Richard Mandella

Personal information
- Born: November 5, 1950 (age 75) Altadena, California
- Occupation: Trainer

Horse racing career
- Sport: Horse racing
- Career wins: 1,750+ (ongoing)

Major racing wins
- Bing Crosby Handicap (1978, 1994); Longacres Mile Handicap (1978); Hollywood Turf Cup Stakes (1982, 1999, 2006); Ancient Title Stakes (1990); Beverly D. Stakes (1990); Hawthorne Handicap (1992); Railbird Stakes; (1992, 1996, 1998, 2009); Santa Anita Oaks (1992, 2013); Clement L. Hirsch Turf Championship Stakes; (1993, 1994, 2002, 2006); Eddie Read Handicap (1993, 2001); Frank E. Kilroe Mile Handicap; (1993, 1997, 2003); Hollywood Futurity (1994, 2007); Strub Stakes (1995, 1999, 2005); Turf Classic Stakes (1995); United Nations Stakes (1995, 1996); Hollywood Gold Cup (1996, 1997); John C. Mabee Handicap (1996); Pacific Classic Stakes; (1996, 1997, 2004, 2015); Oaklawn Handicap (1997, 2002); Santa Anita Handicap (1997, 1998, 2005); Pimlico Special (1997); Ballerina Stakes (1998); Carter Handicap (1998); Metropolitan Handicap (1998); Donn Handicap (1999); Haskell Invitational Handicap (2000); Arcadia Handicap (2001); Goodwood Stakes (2002, 2003, 2005); Hollywood Derby (2002); Del Mar Futurity (2003, 2006); Arlington Million (2006); Robert B. Lewis Stakes (2008); Thunder Road Handicap (2009); Clement L. Hirsch Handicap (2015); Zenyatta Stakes; (2013, 2014, 2015, 2017); Breeders' Cup wins: Breeders' Cup Juvenile Fillies; (1993, 2003, 2012) Breeders' Cup Turf (1993, 2003); Breeders' Cup Classic (2003); Breeders' Cup Juvenile (2003); Breeders' Cup Distaff (2013, 2016); International wins: Dubai World Cup (2004);

Honors
- National Museum of Racing and Hall of Fame (2001)

Significant horses
- Action This Day, Beholder, Dare and Go, Gentlemen, Halfbridled, Johar, Kotashaan, Malek, Omaha Beach, Phone Chatter, Phone Trick, Pleasantly Perfect, Rock Hard Ten Sandpit, The Tin Man, Siphon

= Richard E. Mandella =

American horse trainer

Richard Eugene Mandella (born November 5, 1950, in Altadena, California), is a Thoroughbred horse trainer and a member of the U.S. Racing Hall of Fame.

Mandella's father, a blacksmith, introduced him to horses at an early age and while still in high school he began starting and training horses at a nearby ranch. He spent a year in New York as assistant to Lefty Nickerson and then took a job with Texas horseman Roger Braugh in 1974.

Two years later, Mandella returned to California and opened his own stable. His wins began almost immediately with Bad 'n Big and continued with Phone Trick, Dare and Go, and Pleasantly Perfect. Between 1996 and 1998, Mandella won six straight million dollar races in Southern California with Dare and Go, Siphon, Gentlemen, and Malek.
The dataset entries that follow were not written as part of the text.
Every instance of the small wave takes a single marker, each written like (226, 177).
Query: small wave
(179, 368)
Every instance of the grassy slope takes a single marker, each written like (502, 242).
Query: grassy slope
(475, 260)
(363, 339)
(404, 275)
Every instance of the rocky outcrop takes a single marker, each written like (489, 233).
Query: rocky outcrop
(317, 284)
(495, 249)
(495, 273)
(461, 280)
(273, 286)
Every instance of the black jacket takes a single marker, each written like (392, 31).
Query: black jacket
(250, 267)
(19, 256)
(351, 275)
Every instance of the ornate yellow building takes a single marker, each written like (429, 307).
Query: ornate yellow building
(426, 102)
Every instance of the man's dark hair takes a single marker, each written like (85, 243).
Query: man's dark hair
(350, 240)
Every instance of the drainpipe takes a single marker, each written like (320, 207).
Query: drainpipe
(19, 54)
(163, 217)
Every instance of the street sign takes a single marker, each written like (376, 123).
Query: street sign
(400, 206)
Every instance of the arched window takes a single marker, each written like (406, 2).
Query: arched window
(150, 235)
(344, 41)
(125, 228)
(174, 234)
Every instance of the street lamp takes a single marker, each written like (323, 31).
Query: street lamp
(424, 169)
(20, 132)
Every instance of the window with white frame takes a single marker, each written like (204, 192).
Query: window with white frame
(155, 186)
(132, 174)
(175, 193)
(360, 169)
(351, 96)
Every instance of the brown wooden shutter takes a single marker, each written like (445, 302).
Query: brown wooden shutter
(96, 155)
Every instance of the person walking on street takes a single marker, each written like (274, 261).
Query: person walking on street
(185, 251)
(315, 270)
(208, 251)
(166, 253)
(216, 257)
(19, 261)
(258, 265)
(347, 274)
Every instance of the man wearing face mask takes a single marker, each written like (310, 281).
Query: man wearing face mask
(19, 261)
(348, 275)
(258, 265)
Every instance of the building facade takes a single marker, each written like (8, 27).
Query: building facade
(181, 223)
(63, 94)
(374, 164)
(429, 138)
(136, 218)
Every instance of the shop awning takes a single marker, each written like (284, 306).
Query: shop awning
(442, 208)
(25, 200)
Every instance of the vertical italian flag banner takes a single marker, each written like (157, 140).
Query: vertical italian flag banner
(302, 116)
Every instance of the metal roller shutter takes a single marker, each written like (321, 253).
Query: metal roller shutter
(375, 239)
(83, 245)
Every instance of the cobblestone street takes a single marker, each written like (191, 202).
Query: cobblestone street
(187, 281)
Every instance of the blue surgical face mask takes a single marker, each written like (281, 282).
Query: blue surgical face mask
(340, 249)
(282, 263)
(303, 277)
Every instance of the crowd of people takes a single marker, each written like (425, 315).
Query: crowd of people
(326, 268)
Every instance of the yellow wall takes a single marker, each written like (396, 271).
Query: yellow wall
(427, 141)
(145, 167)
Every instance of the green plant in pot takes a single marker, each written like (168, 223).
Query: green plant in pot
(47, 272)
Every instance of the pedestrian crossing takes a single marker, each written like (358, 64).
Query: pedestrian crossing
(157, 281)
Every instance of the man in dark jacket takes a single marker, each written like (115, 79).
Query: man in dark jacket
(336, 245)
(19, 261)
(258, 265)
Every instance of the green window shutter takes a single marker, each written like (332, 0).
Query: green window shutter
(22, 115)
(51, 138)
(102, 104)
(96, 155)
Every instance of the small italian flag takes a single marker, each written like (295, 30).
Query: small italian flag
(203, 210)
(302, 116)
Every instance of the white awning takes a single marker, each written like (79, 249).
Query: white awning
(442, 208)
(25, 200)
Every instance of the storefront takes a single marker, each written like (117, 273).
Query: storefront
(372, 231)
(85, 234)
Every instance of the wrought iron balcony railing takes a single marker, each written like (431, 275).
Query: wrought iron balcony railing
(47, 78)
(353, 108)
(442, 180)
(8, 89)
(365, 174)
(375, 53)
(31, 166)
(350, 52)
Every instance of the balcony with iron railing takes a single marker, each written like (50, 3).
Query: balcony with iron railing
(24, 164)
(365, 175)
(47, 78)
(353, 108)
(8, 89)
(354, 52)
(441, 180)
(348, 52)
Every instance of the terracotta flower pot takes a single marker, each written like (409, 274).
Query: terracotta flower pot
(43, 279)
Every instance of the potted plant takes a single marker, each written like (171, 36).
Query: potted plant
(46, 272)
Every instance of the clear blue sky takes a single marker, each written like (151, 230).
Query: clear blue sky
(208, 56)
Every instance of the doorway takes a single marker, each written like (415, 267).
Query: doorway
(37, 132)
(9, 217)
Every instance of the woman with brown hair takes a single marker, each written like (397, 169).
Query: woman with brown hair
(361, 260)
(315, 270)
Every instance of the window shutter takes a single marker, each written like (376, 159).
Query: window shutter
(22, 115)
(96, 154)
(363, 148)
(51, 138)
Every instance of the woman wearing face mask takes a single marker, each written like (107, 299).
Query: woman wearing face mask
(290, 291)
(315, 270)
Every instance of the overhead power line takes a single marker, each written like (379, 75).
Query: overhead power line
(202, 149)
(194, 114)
He has started six horses in the Kentucky Derby.

Mandella was inducted into the U.S. Racing Hall of Fame in 2001, and in 2003 he had four winners in the Breeders' Cup: Pleasantly Perfect, Johar, Halfbridled, and Action This Day.

In 2006, Mandella wrote the introduction to Santa Anita Morning Rhapsody, by photographer-author Karen S. Davis, a book documenting morning thoroughbred racetrack training. "Most people who enjoy racing don't realize how special these early hours are, watching ... the relationship between horse and man," he wrote.

In 2019, he ended his 13-year drought for stakes races outside of California. After remaining winless outside of his home state since winning the Arlington Million in 2006, Mandella captured the Rebel Stakes and Arkansas Derby with Omaha Beach.

Mandella lives in Bradbury, California, with his wife Randi, son Gary (also a trainer), and daughter Andrea.